Have you locked down your computer? While a chain and padlock may not be practical, if you’re a tax professional, the IRS does want you to practice safe computing. What if you have been, but your data was breached anyway?
In an email sent this week, the IRS explained what steps tax professionals need to take if a data breach occurs. The IRS provides a preliminary checklist of steps to take.
Also useful are Publication 4557, Safeguarding Taxpayer Data, and Publication 1345, Handbook for Authorized IRS e-file Providers of Individual Income Tax Returns.
You probably already know you’ll need to contact your local stakeholder liaison with the IRS (contact list here), as well as your local police.
Do you know which of the following you may also need to notify?
State attorney general for each state in which you prepare tax returns
Federal Trade Commission
Note: Taxing Lessons provides a summarized version of sometimes lengthy court decisions and IRS documents.
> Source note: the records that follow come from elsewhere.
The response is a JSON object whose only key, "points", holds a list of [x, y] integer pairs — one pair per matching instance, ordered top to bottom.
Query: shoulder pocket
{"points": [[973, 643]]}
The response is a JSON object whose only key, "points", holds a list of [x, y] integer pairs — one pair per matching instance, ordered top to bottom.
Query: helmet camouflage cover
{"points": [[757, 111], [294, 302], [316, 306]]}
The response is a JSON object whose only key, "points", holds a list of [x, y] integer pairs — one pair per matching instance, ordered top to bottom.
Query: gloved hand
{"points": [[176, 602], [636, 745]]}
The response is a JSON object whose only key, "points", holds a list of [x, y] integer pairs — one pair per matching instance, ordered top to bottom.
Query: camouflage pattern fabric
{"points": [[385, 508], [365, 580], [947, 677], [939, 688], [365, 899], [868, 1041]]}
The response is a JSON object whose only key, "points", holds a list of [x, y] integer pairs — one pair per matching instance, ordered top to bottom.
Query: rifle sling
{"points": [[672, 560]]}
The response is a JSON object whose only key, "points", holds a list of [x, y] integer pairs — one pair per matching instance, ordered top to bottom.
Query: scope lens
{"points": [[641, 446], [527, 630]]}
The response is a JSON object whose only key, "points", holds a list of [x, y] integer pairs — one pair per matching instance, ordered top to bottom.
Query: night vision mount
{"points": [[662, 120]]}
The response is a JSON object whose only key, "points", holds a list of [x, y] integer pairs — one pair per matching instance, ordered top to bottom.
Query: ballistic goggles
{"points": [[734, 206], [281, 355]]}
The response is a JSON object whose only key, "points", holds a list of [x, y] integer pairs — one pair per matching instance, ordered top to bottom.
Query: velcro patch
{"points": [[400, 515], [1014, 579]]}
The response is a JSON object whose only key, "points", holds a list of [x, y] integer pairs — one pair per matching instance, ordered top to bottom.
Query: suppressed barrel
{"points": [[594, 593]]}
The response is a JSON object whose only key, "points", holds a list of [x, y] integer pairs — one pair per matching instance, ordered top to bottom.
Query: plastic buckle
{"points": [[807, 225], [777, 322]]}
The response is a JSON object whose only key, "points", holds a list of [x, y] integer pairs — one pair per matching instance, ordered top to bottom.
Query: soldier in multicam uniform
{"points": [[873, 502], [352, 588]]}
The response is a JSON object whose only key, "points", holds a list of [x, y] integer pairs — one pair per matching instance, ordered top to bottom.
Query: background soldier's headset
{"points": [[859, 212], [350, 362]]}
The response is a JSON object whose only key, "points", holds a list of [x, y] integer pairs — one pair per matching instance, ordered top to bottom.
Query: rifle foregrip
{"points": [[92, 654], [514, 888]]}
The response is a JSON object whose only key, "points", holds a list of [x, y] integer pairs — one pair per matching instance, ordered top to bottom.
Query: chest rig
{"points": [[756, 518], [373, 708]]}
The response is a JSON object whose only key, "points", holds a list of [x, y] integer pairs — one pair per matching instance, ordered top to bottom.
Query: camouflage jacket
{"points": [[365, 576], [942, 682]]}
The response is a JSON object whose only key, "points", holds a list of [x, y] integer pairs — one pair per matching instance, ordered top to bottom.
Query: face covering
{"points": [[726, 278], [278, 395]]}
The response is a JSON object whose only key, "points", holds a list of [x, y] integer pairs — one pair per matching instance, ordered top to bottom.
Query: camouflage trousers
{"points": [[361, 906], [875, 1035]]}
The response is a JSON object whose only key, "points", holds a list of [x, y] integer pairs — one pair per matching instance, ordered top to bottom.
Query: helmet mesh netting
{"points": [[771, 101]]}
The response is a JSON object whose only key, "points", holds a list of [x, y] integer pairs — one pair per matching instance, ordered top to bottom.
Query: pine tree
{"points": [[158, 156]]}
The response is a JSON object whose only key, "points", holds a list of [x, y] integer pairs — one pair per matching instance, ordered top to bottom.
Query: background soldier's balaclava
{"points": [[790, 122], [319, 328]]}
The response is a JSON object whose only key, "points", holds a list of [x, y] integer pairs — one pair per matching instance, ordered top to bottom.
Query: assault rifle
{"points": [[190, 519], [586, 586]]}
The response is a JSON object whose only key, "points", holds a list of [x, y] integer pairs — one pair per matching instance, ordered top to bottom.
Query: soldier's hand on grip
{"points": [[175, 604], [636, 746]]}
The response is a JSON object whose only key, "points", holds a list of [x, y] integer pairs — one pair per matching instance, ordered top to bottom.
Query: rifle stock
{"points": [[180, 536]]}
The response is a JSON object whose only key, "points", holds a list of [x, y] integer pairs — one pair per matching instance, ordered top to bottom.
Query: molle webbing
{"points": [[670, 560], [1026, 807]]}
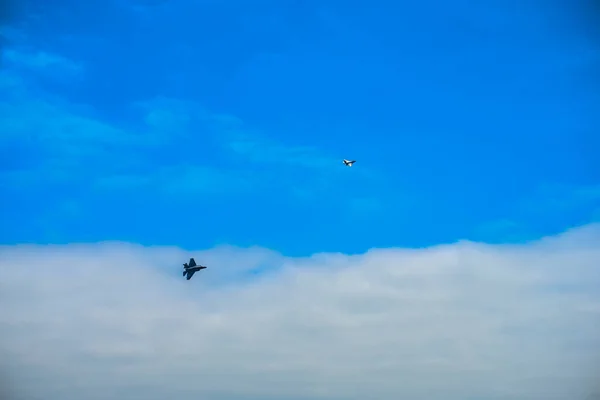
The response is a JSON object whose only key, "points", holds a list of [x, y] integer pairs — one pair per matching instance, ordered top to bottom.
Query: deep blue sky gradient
{"points": [[195, 123]]}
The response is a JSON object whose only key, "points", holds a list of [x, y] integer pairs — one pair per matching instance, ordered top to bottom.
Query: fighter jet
{"points": [[191, 269]]}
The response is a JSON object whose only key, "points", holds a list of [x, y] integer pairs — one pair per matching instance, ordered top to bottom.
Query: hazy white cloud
{"points": [[460, 321]]}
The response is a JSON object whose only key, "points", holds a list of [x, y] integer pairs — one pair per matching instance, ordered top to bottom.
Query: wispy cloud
{"points": [[459, 321]]}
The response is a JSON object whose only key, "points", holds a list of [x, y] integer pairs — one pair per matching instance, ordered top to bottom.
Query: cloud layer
{"points": [[460, 321]]}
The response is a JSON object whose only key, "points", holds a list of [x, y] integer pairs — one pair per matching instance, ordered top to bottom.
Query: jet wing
{"points": [[190, 274]]}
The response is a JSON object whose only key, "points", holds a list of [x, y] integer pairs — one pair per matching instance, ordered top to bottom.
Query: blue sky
{"points": [[202, 123]]}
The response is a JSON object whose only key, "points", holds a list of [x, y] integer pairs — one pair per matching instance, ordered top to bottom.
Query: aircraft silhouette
{"points": [[191, 269]]}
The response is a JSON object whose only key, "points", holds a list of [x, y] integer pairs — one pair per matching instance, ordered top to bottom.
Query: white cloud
{"points": [[460, 321]]}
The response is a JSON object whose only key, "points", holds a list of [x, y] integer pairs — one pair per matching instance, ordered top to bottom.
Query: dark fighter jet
{"points": [[191, 269]]}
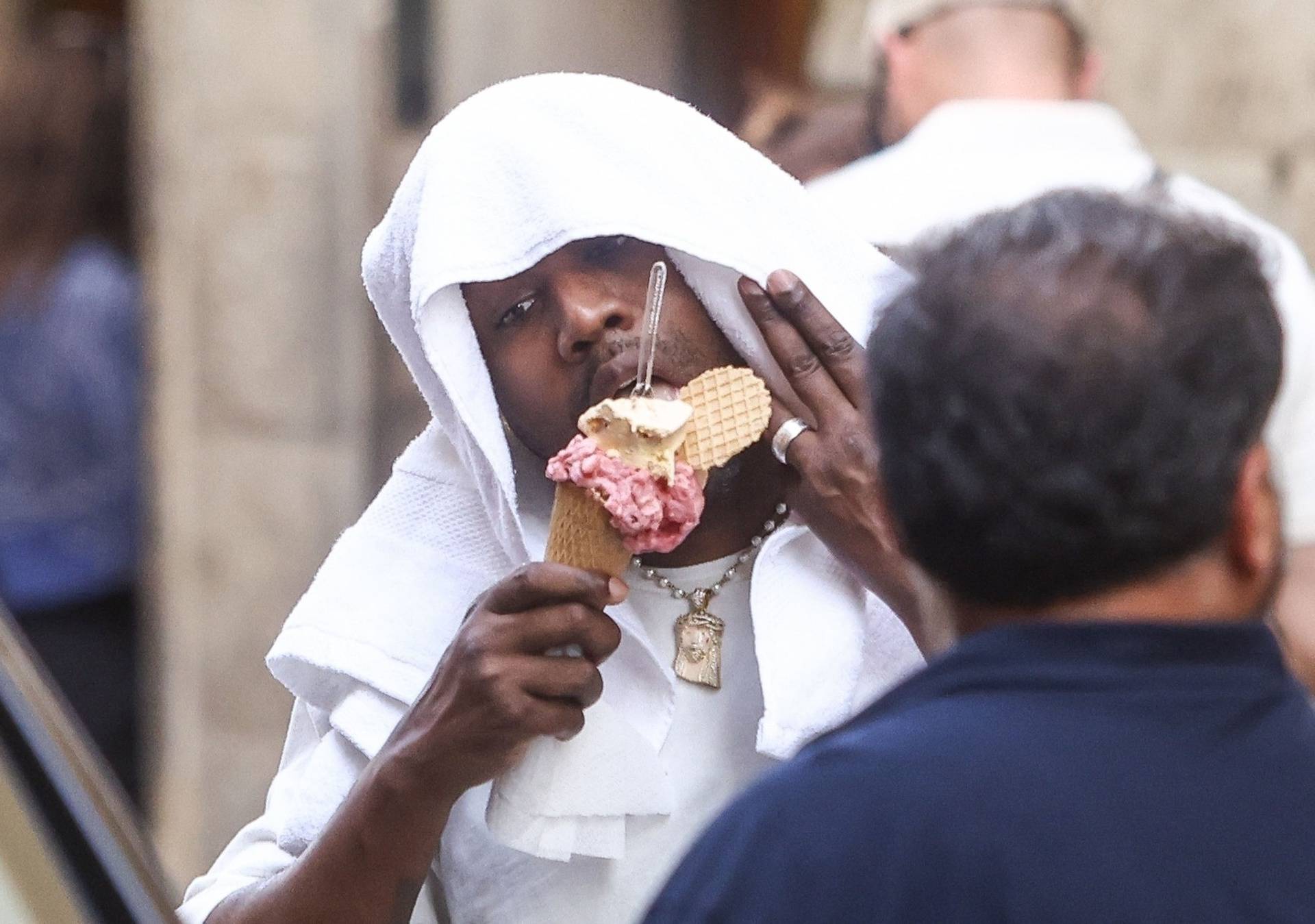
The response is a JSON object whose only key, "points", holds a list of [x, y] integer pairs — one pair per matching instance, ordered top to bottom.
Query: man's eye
{"points": [[605, 249], [516, 313]]}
The full documentation may include facts and issues not presented here. Please use the link provided in the post to read the entire document.
This information should not be considered legal, investment, or tax advice. Taxing Lessons and Top Drawer Ink Corp. do not provide legal, investment, or tax advice. Always consult your legal, investment, and/or tax advisor regarding your personal situation.
Per the IRS, most states require that the attorney general be notified of data breaches. The notification process may involve multiple offices.
Tax professionals are not required to contact the FTC. Note that those subject to the Gramm-Leach-Bliley Act must follow the FTC’s Financial Privacy and Safeguard Rules.
Most states have legislation requiring notification of security breaches involving personal information. You may need to write individual letters to victims.
According to the FTC, if names and social security numbers have been stolen, contact the major credit bureaus for additional information or advice. If the compromise may involve a large group of people, advise the credit bureaus if you are recommending that people request fraud alerts and credit freezes for their files.